2. The Museum of Natural History
For a real insight into Mongolia’s natural history, there is no better place to go than this museum. Complete with two full dinosaur skeletons, that of the 15-foot tall (4,5 meter) flesh-eating Tarosaurus and the duck-billed Saurolophus, the museum is an old but provides a detailed account of Mongolia’s storied natural past. Full of wonderful exhibits, be sure to see the geology section, full of interesting meteorites and minerals, or get to the several rooms displaying embalmed native animals. It has a terrific section showing ancient and modern flora and also includes a section on the origin of humans, so grab an English-written guide and wind your way through this insightful national landmark.
3. Naadam Festival
This is a bit of a special order, since it only happens in July, but if you can make it, you are in for a heck of a time. The biggest festival in Mongolia, this three-day annual event is a feast of national pastimes and tradition. “The three games of men” as they might call it, see celebrated Mongolian wrestlers pick their opponents and face off in a single elimination tournament as zasuuls sing in praise. The other two events, horseracing and archery, are a bit more close to home though with a bit of a twist.
4. The Winter Palace of the Bogd Khan and Museum
Certainly one of the most interesting places you can go in Ulaanbaatar, the spanning complex contains six temples containing the many possessions of the early 20th-century Great Khhan known as Bogd Khan.

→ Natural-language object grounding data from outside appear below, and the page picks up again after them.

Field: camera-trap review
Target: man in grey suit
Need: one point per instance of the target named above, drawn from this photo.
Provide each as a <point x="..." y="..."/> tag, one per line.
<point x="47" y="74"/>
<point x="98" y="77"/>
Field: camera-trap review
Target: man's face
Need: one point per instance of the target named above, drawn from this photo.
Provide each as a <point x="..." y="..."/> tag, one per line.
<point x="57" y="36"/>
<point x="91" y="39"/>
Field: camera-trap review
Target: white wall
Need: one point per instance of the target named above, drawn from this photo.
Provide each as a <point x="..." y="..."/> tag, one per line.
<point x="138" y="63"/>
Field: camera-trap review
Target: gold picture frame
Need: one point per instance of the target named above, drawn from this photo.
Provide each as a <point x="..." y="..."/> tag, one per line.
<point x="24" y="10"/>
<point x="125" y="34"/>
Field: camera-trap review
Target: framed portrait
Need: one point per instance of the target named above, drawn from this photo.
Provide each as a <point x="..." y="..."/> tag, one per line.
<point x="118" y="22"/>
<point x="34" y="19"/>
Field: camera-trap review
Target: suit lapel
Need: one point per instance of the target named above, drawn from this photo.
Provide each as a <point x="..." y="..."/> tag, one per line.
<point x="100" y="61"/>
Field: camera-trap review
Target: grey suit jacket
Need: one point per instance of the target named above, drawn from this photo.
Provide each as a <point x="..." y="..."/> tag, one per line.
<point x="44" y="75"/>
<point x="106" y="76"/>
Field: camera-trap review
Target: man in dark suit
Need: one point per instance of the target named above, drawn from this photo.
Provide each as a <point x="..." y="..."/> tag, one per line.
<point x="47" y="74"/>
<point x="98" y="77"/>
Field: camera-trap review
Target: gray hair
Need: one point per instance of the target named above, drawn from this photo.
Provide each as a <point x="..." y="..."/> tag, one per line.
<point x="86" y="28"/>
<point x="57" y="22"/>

It is the last remaining residence of the emperor and it contains his throne, bed, beautiful collection of art, and oddly enough, stuffed animals. It even has his boots, given to him as a gift by the famous Russian Tsar Nicholas II. Beyond this, there is much more to see, such as the Palace Museum.
5. Get to the Theaters
Mongolia has a pretty vibrant arts and culture community under several establishments. With places and groups around town such as the State Academic Drama Theater, the National Academic Ensemble of Folk Dance and Music, and the Mongolian State Puppet Theater, you get the chance to see one of the world’s most storied cultures at work. Enjoy a romantic evening at the Academic Theater of Opera and Ballet or check out the Symphony Orchestra or the Mongolian State Philharmonic. There’s something for all tastes.